Hüseyin bir duvara, bir Salih’e baktı. Salih’in parmağını gösterdiği yeri buldu. Gitti duvarın dibine diz çöktü. Harfleri avuç avuç yerden toplayıp ceketinin cebine doldurdu. Salih’in yüzüne bir ışık düştü. Yattığı yerde gevşedi, sancısı hafifledi. Karşı beri sessiz bakıştılar bir zaman.”
Öyküyü okurken Hüseyin karakterinin duyarlılığına gıpta edersiniz, yüreğinizi titretir son sahne.
İmge kullanmada başarılı olan bu özgün yazarımızın sadece bir yerde Oğuz Atay tarzı bir imge kullandığını görürüz:
Sarender Kuşları adlı öyküde “ Yanlış iliklediğimiz ilk düğme buydu.” mecazı Oğuz Atay’ın şu sözlerini hatırlatabilir:
“ Gömleğinin tüm düğmelerini yanlış iliklemek gibidir bazı insanları sevmek. En başından beri hata yaptığını sonuna gelmeden anlayamıyorsun.”

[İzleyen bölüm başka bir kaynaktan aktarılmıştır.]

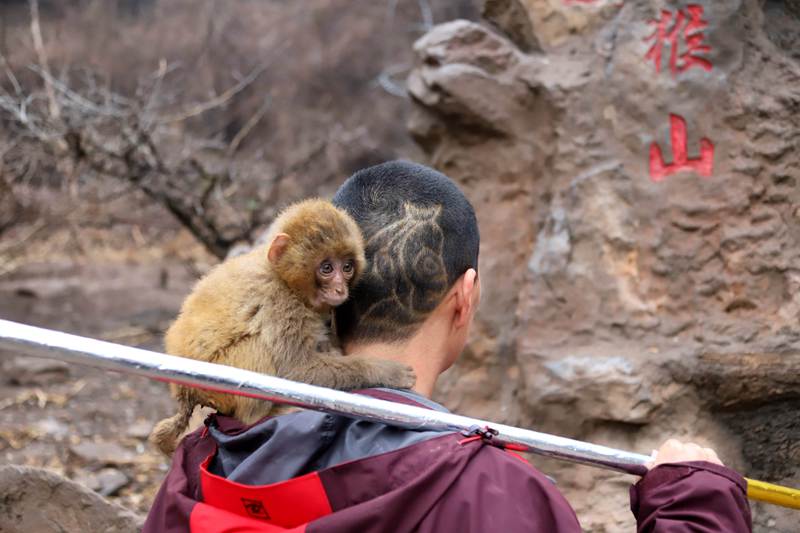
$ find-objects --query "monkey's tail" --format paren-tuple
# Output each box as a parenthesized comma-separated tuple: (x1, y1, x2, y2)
(149, 389, 195, 457)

Bazı cümleleri var ki o kadar akıcı, coşkulu ve duygulu ki hangi şiiri aldı da düzyazıya çevirdi diyesiniz geliyor:
“Dedemi tanımadınız mesela. Kahve pişirirdi. Halvete girerdi. Allah’a sevgilim derdi. Niyazi Mısri’den beyitler okurdu. Karadeniz’in kendini tekrarlayan yeşil dağlarında toprağa bir derviş gibi nasıl basılır, iri yarı onca iş güç arasında o sükûnet nereden devşirilir, hiç bilmedim. Dedem, sırtı yeşil kadifeyle yamanmış Mushaf’ının içinde şeyhinin siyah beyaz fotoğrafını saklardı. Size bundan söz etmedim….”

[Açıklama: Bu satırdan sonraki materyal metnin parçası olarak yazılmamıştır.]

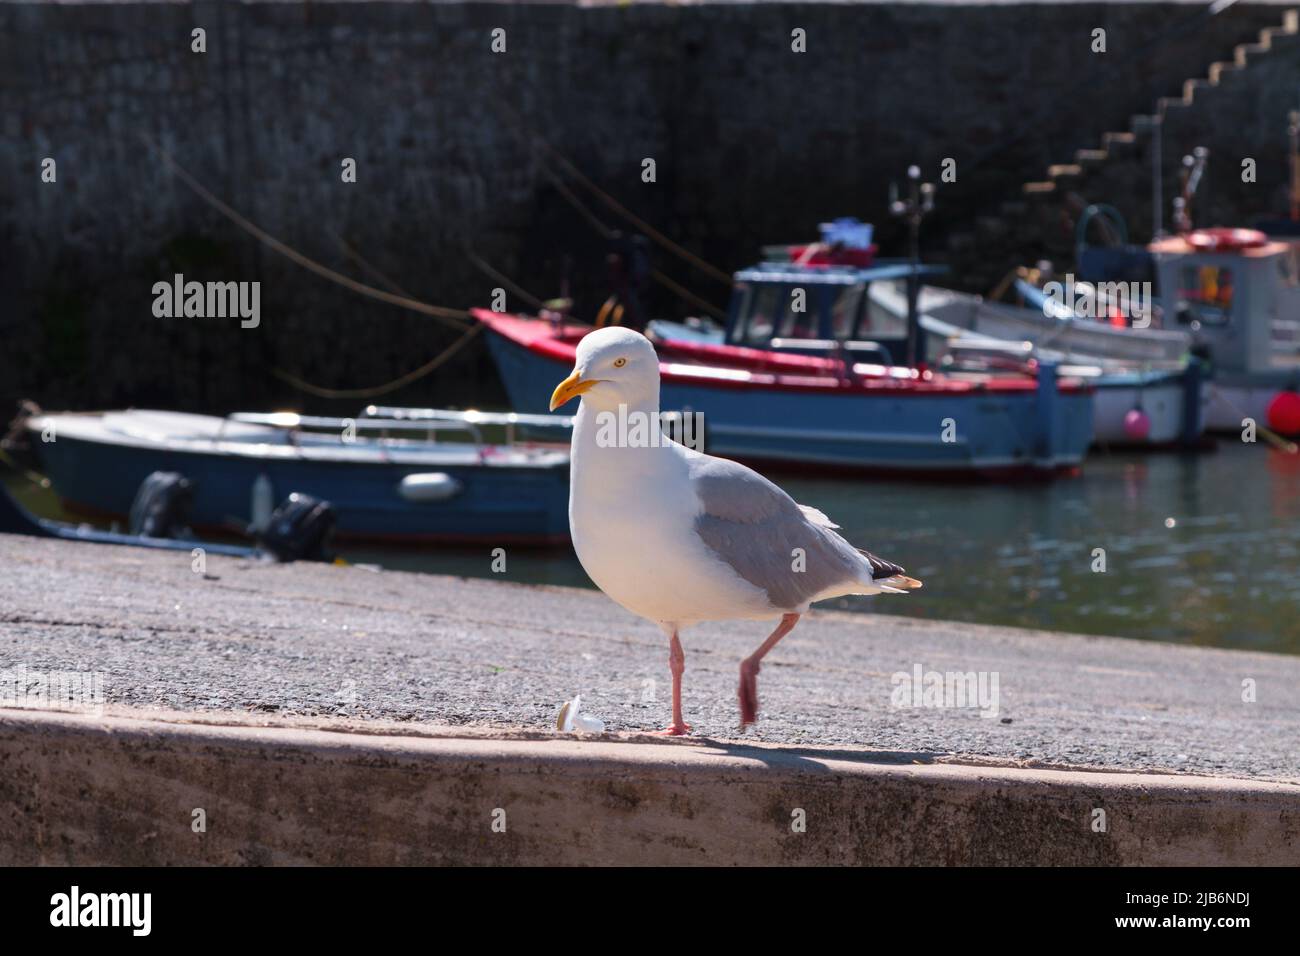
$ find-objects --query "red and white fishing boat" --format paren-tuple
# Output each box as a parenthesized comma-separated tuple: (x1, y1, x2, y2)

Dergilerdeki yazılarını beğeniyle okuduğum Emin Gürdamur’un bu ilk kitabını çıkar çıkmaz alıp okuyarak yazmak istedim. Kitabın ilk kitap ödülünü aldığını duyunca hiç şaşırmadım. İyi bir kalem, iyi bir öykücü kazandı yazın dünyamız. Öykü severlerin mutlaka kitaplığında olması gereken bir kitap diyebilirim.